TOLMEZZO- Burgo, da Legambiente no a rinnovo commissariamento
Legambiente FVG presenterà ricorso al TAR per l’annullamento del Decreto del Presidente del Consiglio dei Ministri del 23 dicembre 2003 di Proroga dello stato di emergenza socio-ambientale determinatasi nel settore della depurazione delle acque reflue nel territorio del Comune di Tolmezzo.
Le premesse di tale atto, a sostegno della proroga, riportano il protocollo d’intesa tra il Ministero dell’Ambiente e due associazioni ambientaliste in relazione alla situazione di inquinamento provocato dalla Cartiera Burgo al fiume Tagliamento e tiene conto che, al fine di superare l’emergenza e riportare la situazione dell’ambito di applicazione del regime ordinario, è in corso di predisposizione di un accordo volontario.

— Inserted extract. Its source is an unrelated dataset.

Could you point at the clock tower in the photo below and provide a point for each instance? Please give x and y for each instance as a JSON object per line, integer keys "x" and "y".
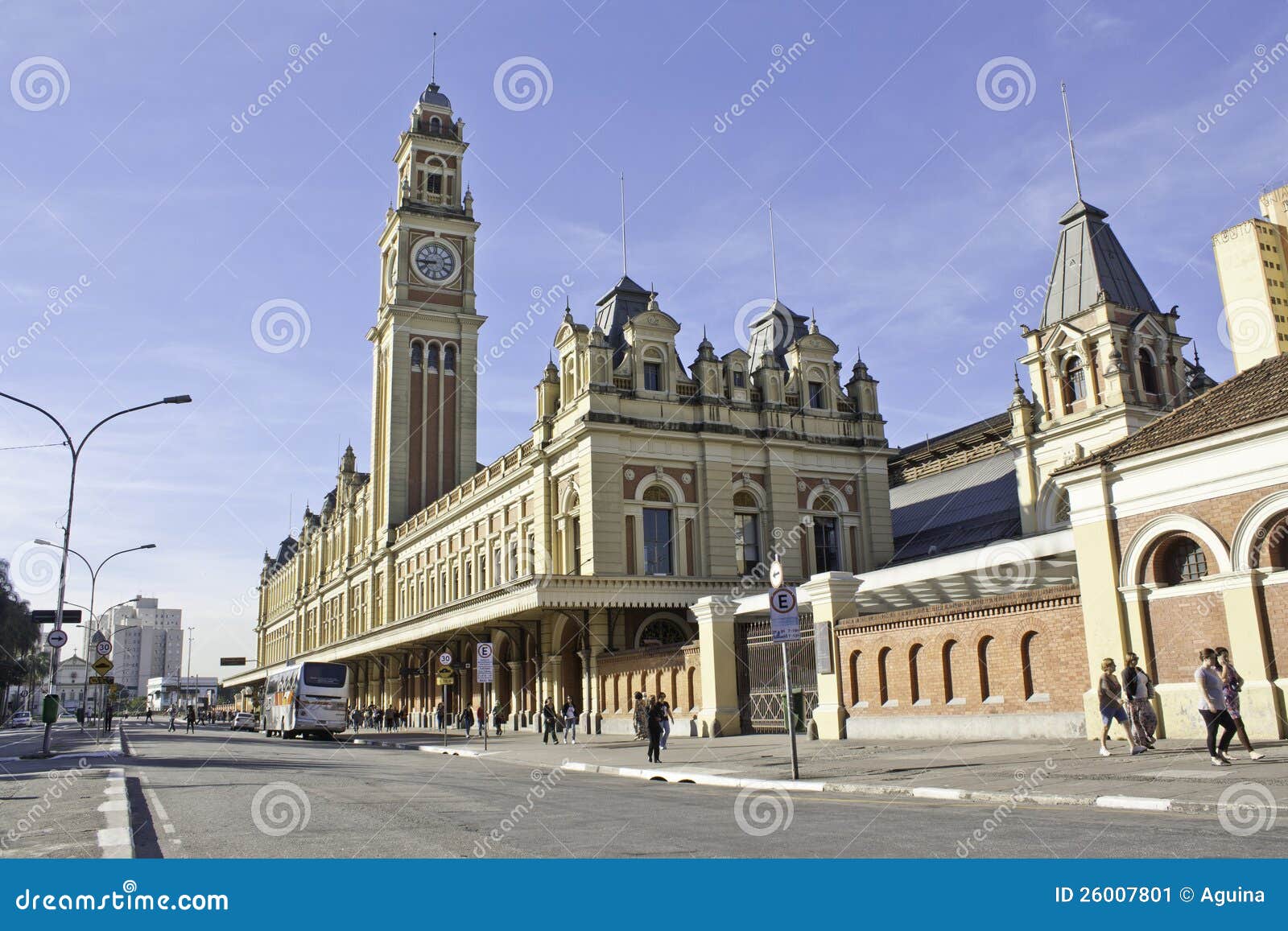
{"x": 425, "y": 338}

Va ricordato che il protocollo d’intesa in realtà considerava l’ipotesi di un accordo di programma, il cui peso e senso è ben più significativo di un generico accordo volontario, che comunque riguardava soggetti non responsabili in via diretta dello stato di inquinamento del Tagliamento.
Legambiente FVG ribadisce la propria contrarietà a prolungare la gestione straordinaria di una vicenda che trova nella normativa vigente ampie possibilità di soluzione, ricordiamo ancora una volta che una semplice applicazione della legge Merli poteva portare a modifiche delle filiere produttive.
La dichiarazione dello stato d’emergenza, da cui discendono poi le diverse proroghe del commissario delegato, in realtà si fonda su un’interpretazione della legge n.225/92 istitutiva del Servizio nazionale della protezione civile così come puntualizzato dalla sentenza TAR del n.604/03 che ha ampliato le situazioni previste che sono: “calamità naturali, catastrofi o altri eventi che, per intensità ed estensione, debbono essere fronteggiati con mezzi e poteri straordinari”.
La sentenza è stata successivamente commentata (vedi “Giustizia Amministrativa – settembre ottobre – n.5) come un passo necessario “per porre un giusto freno a un utilizzo troppo disinvolto di un istituto …solo per avere accesso al commissariamento straordinario e ai poteri derogativi”.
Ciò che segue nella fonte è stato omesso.